Newsletter - May 2011

Vancouver Island enjoyed the deepest snowpack ever recorded this winter compliments of El Nina. As a result the snow levels are currently at 160% of average – which will result in great water levels for the 2011 season. A cool spring means that the melt hasn’t started yet – so late May through end of July should have great levels for our Nimpkish tours.

Book your tour now and mention the record snow pack level to get 5% off your tour! Use the secure on-line reservation form comments box or call us.

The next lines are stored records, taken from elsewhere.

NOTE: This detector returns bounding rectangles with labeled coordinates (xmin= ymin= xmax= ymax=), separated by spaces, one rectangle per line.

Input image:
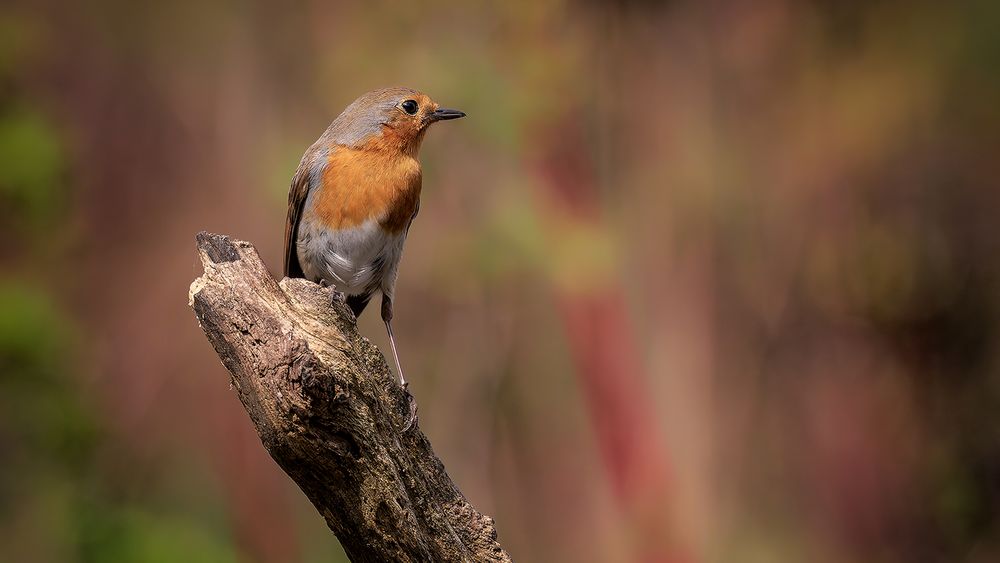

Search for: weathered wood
xmin=188 ymin=232 xmax=510 ymax=563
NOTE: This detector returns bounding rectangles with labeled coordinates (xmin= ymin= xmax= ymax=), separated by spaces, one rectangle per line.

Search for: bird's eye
xmin=400 ymin=100 xmax=418 ymax=115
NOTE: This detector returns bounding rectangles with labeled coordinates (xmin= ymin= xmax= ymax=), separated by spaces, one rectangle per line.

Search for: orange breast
xmin=311 ymin=145 xmax=422 ymax=234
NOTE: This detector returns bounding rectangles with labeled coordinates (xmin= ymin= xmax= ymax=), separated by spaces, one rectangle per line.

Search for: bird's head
xmin=328 ymin=87 xmax=465 ymax=155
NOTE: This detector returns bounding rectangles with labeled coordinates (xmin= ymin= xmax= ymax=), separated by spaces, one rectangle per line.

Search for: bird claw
xmin=318 ymin=279 xmax=346 ymax=305
xmin=400 ymin=382 xmax=418 ymax=432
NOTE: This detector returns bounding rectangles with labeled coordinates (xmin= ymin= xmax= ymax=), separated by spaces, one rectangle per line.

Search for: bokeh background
xmin=2 ymin=0 xmax=999 ymax=561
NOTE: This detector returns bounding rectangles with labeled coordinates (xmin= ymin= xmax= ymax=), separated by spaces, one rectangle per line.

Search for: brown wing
xmin=283 ymin=160 xmax=314 ymax=278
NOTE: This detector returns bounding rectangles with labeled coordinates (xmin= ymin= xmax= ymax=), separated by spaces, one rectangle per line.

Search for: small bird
xmin=283 ymin=87 xmax=465 ymax=385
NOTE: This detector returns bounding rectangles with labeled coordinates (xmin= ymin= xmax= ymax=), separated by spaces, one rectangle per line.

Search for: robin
xmin=283 ymin=87 xmax=465 ymax=385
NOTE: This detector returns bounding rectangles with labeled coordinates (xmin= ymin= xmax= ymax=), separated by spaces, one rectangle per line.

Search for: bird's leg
xmin=381 ymin=295 xmax=405 ymax=385
xmin=382 ymin=294 xmax=417 ymax=430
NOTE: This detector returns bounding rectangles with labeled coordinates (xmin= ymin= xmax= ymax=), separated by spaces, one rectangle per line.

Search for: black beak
xmin=430 ymin=108 xmax=466 ymax=121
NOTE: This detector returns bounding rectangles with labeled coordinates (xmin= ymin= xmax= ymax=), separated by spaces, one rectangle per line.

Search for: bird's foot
xmin=318 ymin=279 xmax=346 ymax=305
xmin=400 ymin=381 xmax=418 ymax=432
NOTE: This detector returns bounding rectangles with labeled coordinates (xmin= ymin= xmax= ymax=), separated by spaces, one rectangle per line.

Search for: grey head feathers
xmin=322 ymin=87 xmax=420 ymax=147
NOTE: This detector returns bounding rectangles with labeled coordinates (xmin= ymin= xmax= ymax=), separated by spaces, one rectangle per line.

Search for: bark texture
xmin=188 ymin=232 xmax=510 ymax=563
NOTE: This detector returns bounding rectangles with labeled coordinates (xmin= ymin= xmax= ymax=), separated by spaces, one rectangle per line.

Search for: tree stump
xmin=188 ymin=232 xmax=510 ymax=563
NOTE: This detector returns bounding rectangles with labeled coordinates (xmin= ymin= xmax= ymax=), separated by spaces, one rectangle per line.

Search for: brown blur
xmin=1 ymin=1 xmax=998 ymax=561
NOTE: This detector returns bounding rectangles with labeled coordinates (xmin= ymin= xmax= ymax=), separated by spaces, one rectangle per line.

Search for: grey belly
xmin=296 ymin=218 xmax=404 ymax=296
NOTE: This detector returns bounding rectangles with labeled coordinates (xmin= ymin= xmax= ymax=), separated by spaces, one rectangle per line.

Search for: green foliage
xmin=0 ymin=282 xmax=241 ymax=561
xmin=0 ymin=110 xmax=64 ymax=222
xmin=77 ymin=504 xmax=239 ymax=563
xmin=0 ymin=281 xmax=94 ymax=472
xmin=0 ymin=281 xmax=91 ymax=560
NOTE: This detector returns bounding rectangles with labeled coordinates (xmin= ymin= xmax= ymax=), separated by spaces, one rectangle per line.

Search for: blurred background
xmin=1 ymin=0 xmax=999 ymax=561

Puntledge Paddlefest Weekend May 28 and 29

Once again we are offering two trips per day during the Puntledge River Paddlefest Weekend in Courtenay. This annual event is possible due to BC Hydro releasing extra water from the reservoir on one scheduled weekend per year. The normally placid Puntledge River increases from the usual 10 – 12 m3/second to 80 m3/second on Saturday morning, ramping up as high as 120 m3/second by Sunday afternoon.

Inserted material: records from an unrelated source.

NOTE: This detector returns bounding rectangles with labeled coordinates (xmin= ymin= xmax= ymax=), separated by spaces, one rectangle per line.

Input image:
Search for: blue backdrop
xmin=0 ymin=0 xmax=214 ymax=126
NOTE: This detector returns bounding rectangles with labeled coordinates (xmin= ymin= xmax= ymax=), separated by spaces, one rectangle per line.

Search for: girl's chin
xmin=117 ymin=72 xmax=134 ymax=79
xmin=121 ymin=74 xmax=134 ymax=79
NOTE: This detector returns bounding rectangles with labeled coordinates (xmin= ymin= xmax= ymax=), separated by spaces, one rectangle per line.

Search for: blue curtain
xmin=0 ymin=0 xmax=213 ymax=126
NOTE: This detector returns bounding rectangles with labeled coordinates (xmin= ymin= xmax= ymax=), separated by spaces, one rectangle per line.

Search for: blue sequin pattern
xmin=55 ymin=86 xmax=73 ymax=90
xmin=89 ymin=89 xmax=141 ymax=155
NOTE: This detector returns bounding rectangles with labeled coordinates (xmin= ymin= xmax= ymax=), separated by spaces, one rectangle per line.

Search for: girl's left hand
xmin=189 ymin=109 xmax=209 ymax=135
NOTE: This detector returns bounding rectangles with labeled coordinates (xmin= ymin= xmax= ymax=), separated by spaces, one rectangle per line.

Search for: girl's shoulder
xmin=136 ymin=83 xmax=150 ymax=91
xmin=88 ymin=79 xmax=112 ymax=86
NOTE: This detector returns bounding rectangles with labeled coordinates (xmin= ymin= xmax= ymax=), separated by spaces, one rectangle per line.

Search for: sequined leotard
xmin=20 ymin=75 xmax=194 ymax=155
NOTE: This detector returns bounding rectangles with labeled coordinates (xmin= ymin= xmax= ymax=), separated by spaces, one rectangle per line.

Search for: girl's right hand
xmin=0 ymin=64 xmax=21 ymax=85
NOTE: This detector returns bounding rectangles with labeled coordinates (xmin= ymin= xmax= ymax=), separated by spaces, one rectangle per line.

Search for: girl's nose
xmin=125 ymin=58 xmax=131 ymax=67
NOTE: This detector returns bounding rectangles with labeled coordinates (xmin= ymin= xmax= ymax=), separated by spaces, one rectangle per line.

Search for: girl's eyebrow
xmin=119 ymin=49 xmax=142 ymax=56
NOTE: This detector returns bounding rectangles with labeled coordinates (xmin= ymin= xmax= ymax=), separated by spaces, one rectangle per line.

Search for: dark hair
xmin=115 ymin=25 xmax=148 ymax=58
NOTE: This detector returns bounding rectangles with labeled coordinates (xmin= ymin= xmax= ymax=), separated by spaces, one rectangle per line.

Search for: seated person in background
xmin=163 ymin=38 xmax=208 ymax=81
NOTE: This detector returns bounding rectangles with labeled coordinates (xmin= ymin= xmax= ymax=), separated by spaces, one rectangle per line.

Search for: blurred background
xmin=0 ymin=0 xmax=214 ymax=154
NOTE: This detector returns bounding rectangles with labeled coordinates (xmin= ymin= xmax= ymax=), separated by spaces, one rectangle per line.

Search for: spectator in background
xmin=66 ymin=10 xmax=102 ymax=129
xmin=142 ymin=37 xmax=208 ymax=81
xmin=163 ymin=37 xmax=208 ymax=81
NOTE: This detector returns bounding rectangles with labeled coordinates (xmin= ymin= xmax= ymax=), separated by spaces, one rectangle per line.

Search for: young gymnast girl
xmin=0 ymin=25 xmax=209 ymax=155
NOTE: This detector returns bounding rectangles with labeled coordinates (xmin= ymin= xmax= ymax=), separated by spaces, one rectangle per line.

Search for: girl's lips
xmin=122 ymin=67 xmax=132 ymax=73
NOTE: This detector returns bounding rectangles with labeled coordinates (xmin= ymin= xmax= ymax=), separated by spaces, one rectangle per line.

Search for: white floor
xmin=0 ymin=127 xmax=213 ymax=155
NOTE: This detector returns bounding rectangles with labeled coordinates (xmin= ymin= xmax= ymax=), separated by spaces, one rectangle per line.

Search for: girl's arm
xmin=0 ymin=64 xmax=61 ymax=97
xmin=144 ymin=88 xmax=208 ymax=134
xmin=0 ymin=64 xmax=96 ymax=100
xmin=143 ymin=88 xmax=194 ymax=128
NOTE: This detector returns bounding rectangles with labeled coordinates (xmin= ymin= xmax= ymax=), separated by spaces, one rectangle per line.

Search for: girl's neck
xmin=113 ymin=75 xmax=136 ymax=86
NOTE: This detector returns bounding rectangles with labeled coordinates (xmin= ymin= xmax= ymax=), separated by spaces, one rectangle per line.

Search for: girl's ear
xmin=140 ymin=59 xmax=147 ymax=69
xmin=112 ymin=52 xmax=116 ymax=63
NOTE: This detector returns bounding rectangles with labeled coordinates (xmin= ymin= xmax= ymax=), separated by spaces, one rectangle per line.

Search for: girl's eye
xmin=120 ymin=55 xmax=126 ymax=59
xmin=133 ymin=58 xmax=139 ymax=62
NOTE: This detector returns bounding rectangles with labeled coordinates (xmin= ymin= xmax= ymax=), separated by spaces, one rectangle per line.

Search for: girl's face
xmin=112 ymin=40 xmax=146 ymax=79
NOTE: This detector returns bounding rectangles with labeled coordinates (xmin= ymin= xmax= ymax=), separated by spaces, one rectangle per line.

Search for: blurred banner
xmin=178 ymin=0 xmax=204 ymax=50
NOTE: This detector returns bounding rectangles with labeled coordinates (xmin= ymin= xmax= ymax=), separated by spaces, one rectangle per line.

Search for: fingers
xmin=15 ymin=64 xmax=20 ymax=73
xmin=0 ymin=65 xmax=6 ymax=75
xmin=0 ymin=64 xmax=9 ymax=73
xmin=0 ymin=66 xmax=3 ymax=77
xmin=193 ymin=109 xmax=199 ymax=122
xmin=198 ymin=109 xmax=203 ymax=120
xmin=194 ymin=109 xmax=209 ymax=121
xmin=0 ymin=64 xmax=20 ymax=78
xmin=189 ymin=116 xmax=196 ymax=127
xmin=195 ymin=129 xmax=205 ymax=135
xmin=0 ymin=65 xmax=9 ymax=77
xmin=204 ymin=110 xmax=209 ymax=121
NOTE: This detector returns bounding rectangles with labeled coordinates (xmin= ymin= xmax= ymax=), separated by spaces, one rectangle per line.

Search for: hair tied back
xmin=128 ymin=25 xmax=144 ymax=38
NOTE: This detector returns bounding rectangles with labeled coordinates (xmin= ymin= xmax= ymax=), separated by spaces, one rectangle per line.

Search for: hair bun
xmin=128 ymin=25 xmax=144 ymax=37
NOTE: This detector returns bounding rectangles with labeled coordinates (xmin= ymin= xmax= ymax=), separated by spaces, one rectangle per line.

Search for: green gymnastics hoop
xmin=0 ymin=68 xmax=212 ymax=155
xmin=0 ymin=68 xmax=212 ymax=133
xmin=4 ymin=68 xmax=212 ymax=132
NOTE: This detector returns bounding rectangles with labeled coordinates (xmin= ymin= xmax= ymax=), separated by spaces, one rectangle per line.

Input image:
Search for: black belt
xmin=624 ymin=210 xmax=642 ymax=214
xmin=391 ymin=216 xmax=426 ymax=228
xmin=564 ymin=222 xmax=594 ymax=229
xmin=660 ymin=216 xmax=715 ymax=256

Check out a video from the 2010 Paddlefest here.

Saturday morning is almost full already, call to book for this great splashy tour. $75 per person per run or $125 for a double run, taxes included.


Dinosaurs, Rivers and Fossils

Vancouver Island is composed largely of shale and sandstone with a top layer of sedimentary and bedrock. Along the Vancouver Island Highway you will see outcroppings of sedimentary rock where the road has cut into the ground and exposed the rock underneath. This shale and sandstone layer was deposited during the upper Cretaceous period. It is rich in fossils that tell a detailed story of a warm shallow sea that existed some 65-90 million years ago during the age when Tyrannosaurus ruled on land.

Rivers flowing towards an ocean naturally expose the underlying sedimentary, bedrock, shale and sandstone layers. Vancouver Island rivers are relatively young – only 10,000 years ago there was a mile deep of ice moving across the land. These rivers are still eroding the layers of rock and exposing fossils. From the Nanaimo River north to the Salmon River, amateur palaeontologists discover prehistoric treasures.

Nearby on the Puntledge River an Elasmosaurus was discovered in 1988. You can find Linuparus Vancouverensis, (spiny lobster) near Campbell River along with hundreds of crabs, a species that is found nowhere else in the world. And in the Sayward Valley, you can discover bivalves ranging in size from the tiny clam to the gigantic Inoceramus Vancouverensis, one of the most common fossils you will find.


Raft & Snorkel with the Salmon Tours – July 20 to Sept. 30 each year

We once again had record returns of salmon in 2010 in the Campbell River with great viewing opportunities. Half a million pinks in 2010 and almost 900,000 in 2009 bode well for continued big runs on our river. This tour was recommended by American Way magazine in July as one of the four top marine wildlife viewing tours in the world for their guests.